Efficient H.264 video coding with a working memory of objects
Metadata[+] Show full item record
Efficient spatiotemporal prediction to remove the source redundancy is critical in video coding. The newest international standard H.264 video coding introduces several advanced features, such as multiple-frame motion prediction and spatial intra prediction , which significantly improve the overall coding efficiency. In this work, we focus on efficient H.264 video coding for video monitoring and surveillance. The video camera, mostly stationary, watches the surveillance scene continuously, compresses the video streams which are then transmitted to a remote end for information analysis or archived in a storage device. In these types of video monitoring and surveillance scenarios, the video frame rate is often set relatively low and the activities of persons in the scene often exhibit strong patterns which might repeat at different spatiotemporal scales. In this work, we aim to develop efficient methods to exploit this type of long-term source correlation to improve the overall video compression efficiency.
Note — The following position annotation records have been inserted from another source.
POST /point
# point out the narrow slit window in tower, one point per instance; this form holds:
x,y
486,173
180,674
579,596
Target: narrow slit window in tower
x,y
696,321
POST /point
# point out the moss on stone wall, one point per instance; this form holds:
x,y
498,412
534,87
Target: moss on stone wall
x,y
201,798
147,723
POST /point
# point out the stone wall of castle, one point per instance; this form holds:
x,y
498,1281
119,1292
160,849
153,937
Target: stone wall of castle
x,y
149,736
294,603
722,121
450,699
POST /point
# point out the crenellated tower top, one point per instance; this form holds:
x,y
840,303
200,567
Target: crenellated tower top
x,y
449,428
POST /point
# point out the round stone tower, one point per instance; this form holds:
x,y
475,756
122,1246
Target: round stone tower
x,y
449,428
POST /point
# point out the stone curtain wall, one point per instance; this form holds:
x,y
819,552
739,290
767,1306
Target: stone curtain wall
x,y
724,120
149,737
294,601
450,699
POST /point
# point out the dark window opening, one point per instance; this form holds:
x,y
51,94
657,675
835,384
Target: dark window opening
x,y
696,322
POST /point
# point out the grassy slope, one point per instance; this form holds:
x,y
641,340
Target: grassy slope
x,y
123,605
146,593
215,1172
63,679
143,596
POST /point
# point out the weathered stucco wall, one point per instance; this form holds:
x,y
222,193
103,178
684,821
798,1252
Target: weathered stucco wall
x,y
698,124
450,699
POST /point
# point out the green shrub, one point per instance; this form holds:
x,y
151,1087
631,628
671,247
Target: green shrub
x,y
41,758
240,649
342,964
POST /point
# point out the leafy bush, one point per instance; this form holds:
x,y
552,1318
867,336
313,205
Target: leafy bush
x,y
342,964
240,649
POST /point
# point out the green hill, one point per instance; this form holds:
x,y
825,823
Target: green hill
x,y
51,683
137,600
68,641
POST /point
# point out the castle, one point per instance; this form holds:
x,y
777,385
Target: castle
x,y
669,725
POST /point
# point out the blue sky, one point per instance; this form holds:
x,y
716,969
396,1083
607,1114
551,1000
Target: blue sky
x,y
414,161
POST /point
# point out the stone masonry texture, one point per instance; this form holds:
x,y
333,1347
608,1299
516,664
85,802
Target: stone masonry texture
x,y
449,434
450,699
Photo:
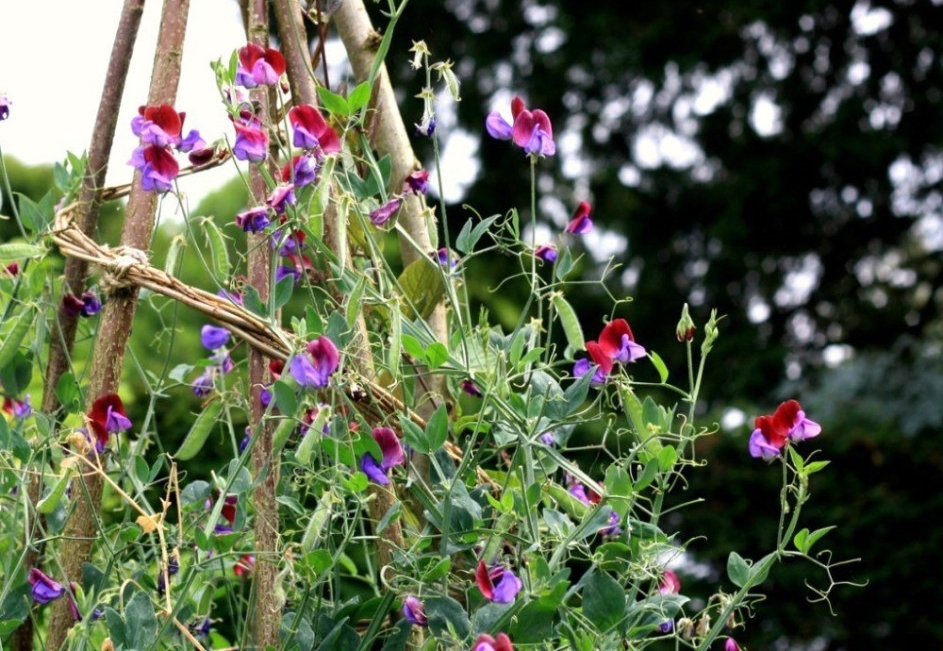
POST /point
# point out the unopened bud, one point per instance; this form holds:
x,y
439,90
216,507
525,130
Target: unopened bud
x,y
686,328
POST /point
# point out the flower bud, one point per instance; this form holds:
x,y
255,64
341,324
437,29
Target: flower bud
x,y
686,328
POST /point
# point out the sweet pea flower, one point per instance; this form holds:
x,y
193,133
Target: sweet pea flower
x,y
259,66
315,368
253,220
213,337
497,583
580,223
382,214
282,196
670,583
546,252
311,130
302,170
44,588
251,140
107,417
530,130
788,423
417,182
414,611
618,342
485,642
392,452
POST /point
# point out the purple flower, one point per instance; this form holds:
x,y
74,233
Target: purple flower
x,y
281,197
213,337
580,223
258,66
414,611
392,452
788,423
315,368
546,252
311,131
251,141
382,214
497,583
445,258
417,182
531,130
253,220
44,588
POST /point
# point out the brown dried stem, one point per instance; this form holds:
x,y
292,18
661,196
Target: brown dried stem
x,y
111,342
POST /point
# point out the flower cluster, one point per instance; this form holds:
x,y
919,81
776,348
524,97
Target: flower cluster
x,y
530,130
773,432
160,128
616,344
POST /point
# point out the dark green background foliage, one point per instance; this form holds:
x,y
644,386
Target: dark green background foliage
x,y
726,232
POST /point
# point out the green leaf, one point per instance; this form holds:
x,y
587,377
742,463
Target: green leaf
x,y
659,365
422,285
569,321
200,431
437,429
603,601
19,251
359,97
445,614
737,570
334,103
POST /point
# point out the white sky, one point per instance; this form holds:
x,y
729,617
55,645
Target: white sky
x,y
53,56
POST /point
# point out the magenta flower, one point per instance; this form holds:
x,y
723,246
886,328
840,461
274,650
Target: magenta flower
x,y
259,67
315,368
302,170
497,583
417,182
670,583
546,252
382,214
580,223
282,196
251,140
311,130
788,423
213,337
531,130
485,642
392,452
414,611
107,417
253,220
44,588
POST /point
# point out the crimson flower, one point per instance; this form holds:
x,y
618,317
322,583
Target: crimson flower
x,y
530,130
487,643
392,452
787,423
259,66
107,417
311,130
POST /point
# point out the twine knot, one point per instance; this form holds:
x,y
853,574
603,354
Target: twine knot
x,y
116,270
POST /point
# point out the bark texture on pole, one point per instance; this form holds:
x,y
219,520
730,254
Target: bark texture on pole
x,y
82,528
265,466
76,270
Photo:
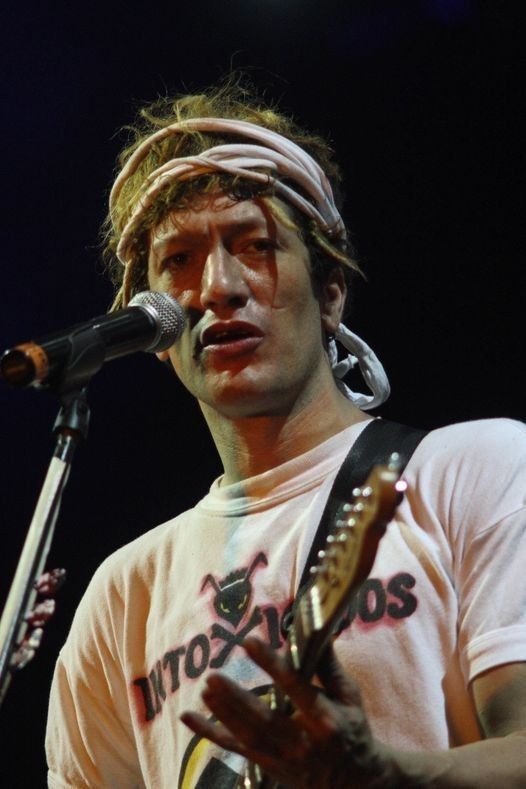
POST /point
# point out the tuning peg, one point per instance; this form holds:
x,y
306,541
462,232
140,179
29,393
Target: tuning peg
x,y
394,461
49,583
26,650
41,613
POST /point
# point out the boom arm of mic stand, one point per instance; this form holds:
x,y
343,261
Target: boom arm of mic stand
x,y
71,425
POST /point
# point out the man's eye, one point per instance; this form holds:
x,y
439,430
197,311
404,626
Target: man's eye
x,y
178,260
260,245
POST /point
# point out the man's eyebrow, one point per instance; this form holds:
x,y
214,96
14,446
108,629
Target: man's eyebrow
x,y
233,229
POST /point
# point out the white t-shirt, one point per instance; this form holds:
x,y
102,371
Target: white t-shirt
x,y
445,600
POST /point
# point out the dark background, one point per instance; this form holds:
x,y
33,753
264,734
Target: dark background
x,y
422,101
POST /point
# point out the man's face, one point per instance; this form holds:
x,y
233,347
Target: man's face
x,y
254,340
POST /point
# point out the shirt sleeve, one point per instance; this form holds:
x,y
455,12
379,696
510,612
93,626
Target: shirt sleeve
x,y
89,738
485,513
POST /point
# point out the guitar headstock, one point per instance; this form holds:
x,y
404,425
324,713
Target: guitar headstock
x,y
347,559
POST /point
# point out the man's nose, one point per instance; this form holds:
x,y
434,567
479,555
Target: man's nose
x,y
222,282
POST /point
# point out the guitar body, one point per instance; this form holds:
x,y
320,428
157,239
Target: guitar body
x,y
344,564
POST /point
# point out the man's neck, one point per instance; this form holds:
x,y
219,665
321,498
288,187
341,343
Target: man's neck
x,y
252,445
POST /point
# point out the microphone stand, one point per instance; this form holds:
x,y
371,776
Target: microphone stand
x,y
21,626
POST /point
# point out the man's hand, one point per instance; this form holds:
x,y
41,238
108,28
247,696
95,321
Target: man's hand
x,y
325,743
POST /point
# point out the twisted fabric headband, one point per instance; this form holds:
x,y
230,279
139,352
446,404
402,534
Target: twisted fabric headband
x,y
277,154
281,157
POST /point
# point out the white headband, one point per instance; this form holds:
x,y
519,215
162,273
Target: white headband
x,y
280,156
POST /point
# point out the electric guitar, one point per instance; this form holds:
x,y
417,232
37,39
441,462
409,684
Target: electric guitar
x,y
344,564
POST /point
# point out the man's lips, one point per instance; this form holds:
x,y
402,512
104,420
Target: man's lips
x,y
230,338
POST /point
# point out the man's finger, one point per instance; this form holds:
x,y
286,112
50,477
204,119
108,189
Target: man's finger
x,y
215,732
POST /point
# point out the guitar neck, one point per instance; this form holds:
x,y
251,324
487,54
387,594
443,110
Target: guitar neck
x,y
344,564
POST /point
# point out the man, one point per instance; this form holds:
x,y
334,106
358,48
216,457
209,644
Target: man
x,y
228,207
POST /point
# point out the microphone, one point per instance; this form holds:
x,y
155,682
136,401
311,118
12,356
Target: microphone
x,y
151,322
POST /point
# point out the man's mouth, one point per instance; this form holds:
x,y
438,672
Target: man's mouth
x,y
230,339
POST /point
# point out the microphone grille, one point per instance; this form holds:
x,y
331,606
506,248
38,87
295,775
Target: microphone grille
x,y
167,313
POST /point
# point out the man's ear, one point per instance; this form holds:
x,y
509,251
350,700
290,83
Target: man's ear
x,y
332,300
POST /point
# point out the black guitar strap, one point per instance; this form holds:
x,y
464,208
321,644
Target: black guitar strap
x,y
374,445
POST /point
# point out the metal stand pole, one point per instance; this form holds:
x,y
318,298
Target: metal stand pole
x,y
17,645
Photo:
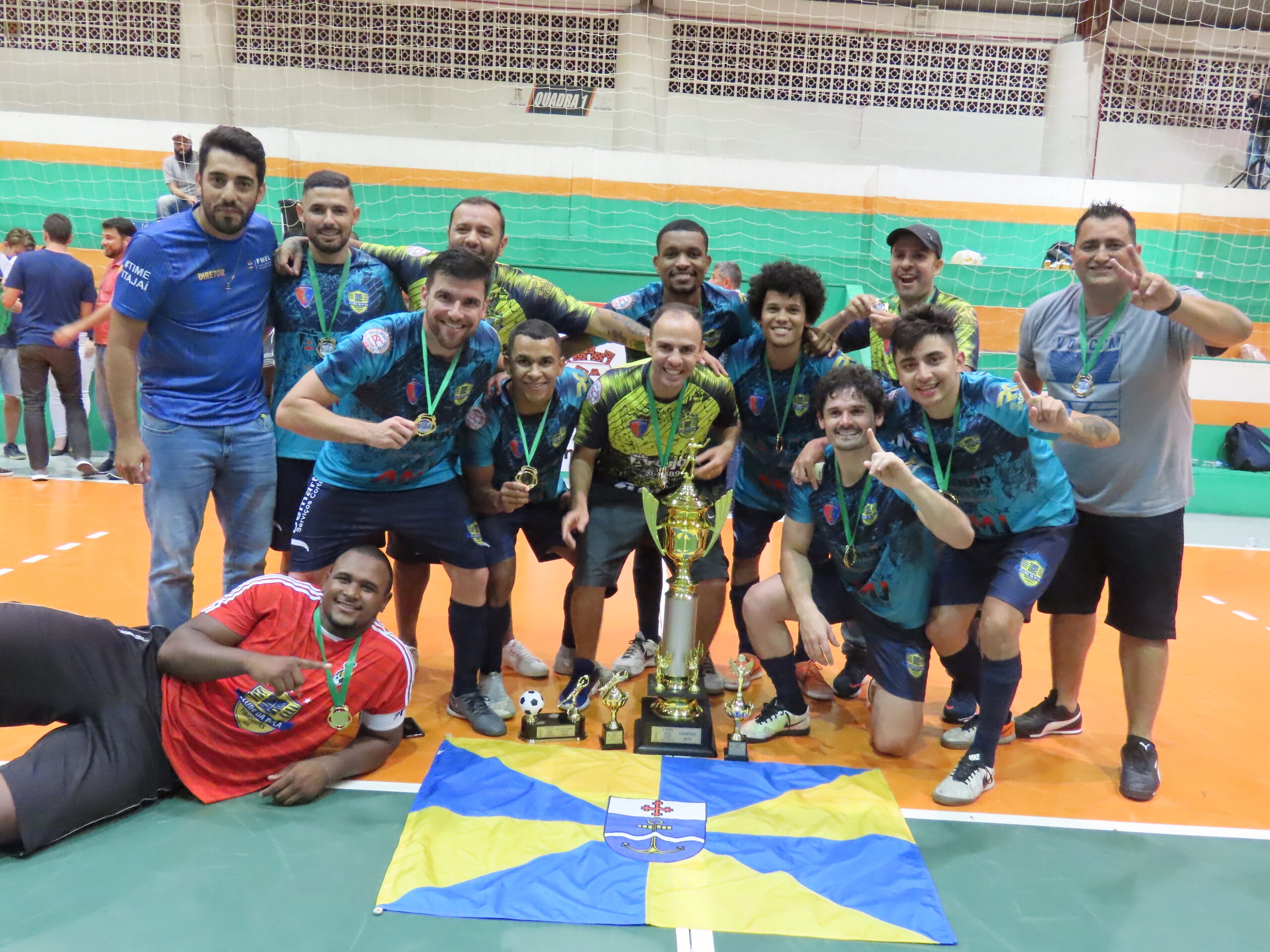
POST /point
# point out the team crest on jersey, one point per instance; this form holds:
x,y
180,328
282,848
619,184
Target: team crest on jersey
x,y
377,341
1032,570
915,663
359,301
261,711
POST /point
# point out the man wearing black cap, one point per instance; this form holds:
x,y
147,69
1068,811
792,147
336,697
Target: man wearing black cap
x,y
916,261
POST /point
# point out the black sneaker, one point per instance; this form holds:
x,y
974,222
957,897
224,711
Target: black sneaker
x,y
1048,717
851,678
960,706
1140,770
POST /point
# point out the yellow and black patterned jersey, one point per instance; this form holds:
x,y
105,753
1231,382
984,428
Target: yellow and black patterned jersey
x,y
515,296
616,422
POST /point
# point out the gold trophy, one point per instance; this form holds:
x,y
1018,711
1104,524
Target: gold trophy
x,y
676,716
738,710
613,697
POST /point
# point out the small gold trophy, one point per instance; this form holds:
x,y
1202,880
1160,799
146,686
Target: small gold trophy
x,y
676,716
613,697
566,724
738,710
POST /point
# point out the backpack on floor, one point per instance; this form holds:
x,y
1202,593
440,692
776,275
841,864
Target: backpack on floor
x,y
1248,448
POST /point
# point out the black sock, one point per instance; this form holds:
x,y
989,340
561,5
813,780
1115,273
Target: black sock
x,y
737,597
649,577
567,633
498,621
1000,681
788,692
468,629
964,668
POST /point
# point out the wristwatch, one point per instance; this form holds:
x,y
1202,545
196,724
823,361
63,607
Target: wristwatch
x,y
1174,306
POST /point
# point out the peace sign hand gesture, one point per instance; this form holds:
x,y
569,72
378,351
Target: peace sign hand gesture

We propose a working memory approach for efficient temporal prediction in H.264 video coding. After video frames are encoded, objects are extracted, analyzed, and indexed in a dynamic database which acts as a working memory for the H.264 video encoder. At the same time, silhouettes are evaluated by using different compression configurations and comparing with ground truth. During the encoding process, objects with similar spatial characteristics are retrieved from the working memory and used for motion prediction of objects in the current video frame. This approach extends the multiple-frame estimation and provides a more generic framework for spatiotemporal prediction of video data. Our experimental results on indoor activity monitoring video data demonstrate that the proposed approach is able to save the coding bit rate by up to 35% with a small computational overhead.